Ieri pomeriggio si è svolto l’interrogatorio di garanzia di Gatti, alla presenza del suo legale, l’avvocatgo Filippo Cocco del foro di Rimini. Nel carcere dei Cappuccini si sono recati i commissari della legge, Alberto Buriani e Antonella Volpinari che si sono trattenuti molto poco, circa un quarto d’ora.
Infatti Gabriele Gatti ha voluto sottolineare che da parte sua non c’è mai stata nessuna intenzione o azione al fine di screditare le indagini o i magistrati e il suo operato ed ha ribadito il suo rispetto nei confronti della magistratura. Per quanto riguarda le accuse l’ex Capo di Stato si riserva di rispondere solo dopo aver letto attentamente gli atti.

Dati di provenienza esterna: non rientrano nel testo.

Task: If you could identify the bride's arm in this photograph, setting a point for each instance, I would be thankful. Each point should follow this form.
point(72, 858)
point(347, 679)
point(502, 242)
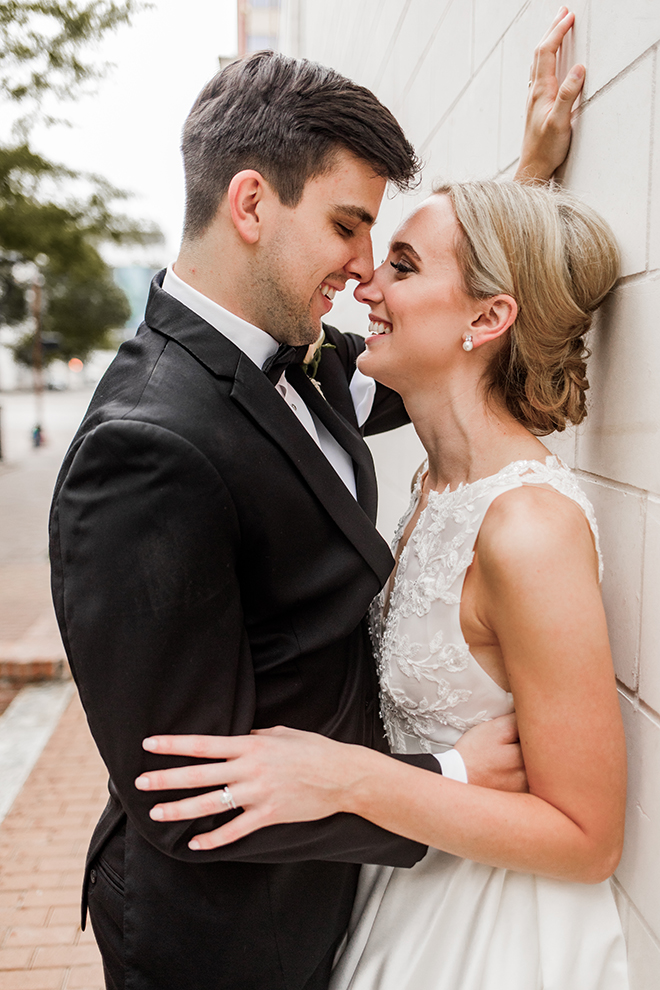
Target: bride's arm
point(538, 591)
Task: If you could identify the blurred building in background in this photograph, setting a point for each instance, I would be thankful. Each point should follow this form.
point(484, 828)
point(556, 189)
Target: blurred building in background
point(258, 25)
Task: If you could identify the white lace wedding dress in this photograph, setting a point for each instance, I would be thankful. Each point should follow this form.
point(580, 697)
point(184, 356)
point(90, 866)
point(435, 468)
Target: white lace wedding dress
point(449, 923)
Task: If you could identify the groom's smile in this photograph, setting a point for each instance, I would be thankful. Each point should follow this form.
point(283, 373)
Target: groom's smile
point(316, 246)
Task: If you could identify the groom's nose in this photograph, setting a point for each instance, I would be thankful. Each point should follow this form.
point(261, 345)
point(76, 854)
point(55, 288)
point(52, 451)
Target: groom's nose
point(361, 264)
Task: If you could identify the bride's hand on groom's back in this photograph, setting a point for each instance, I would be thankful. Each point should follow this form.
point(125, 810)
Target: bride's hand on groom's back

In seguito all’arresto di Gatti, il secondo filone della tangentopoli sammarinese potrebbe vedere iscirtti nel registro degli indagati altri importanti nomi della politica e dell’economia del Titano.
Indagini e approfondimenti starebbero per essere attuate nei confronti di un altro ex ministro, Clelio Galassi, alle Finanze dall’inizio degli anni 90 fino al 2002 ed attualmente ambasciatore presso la Santa Sede. Anche relativamente al segretario degli industriali, Carlo Giorgi si starebbero effettuando indagini.
Relativamente a Galassi, interviene Sinistra Unita che chiede al Governo, alla luce delle rivelazioni dell’inchiesta in corso, di revocare l’incarico diplomatico, un atto in linea – fanno notare – con la politica di trasparenza e pulizia adottata da Papa Francesco all’interno dello Stato Vaticano.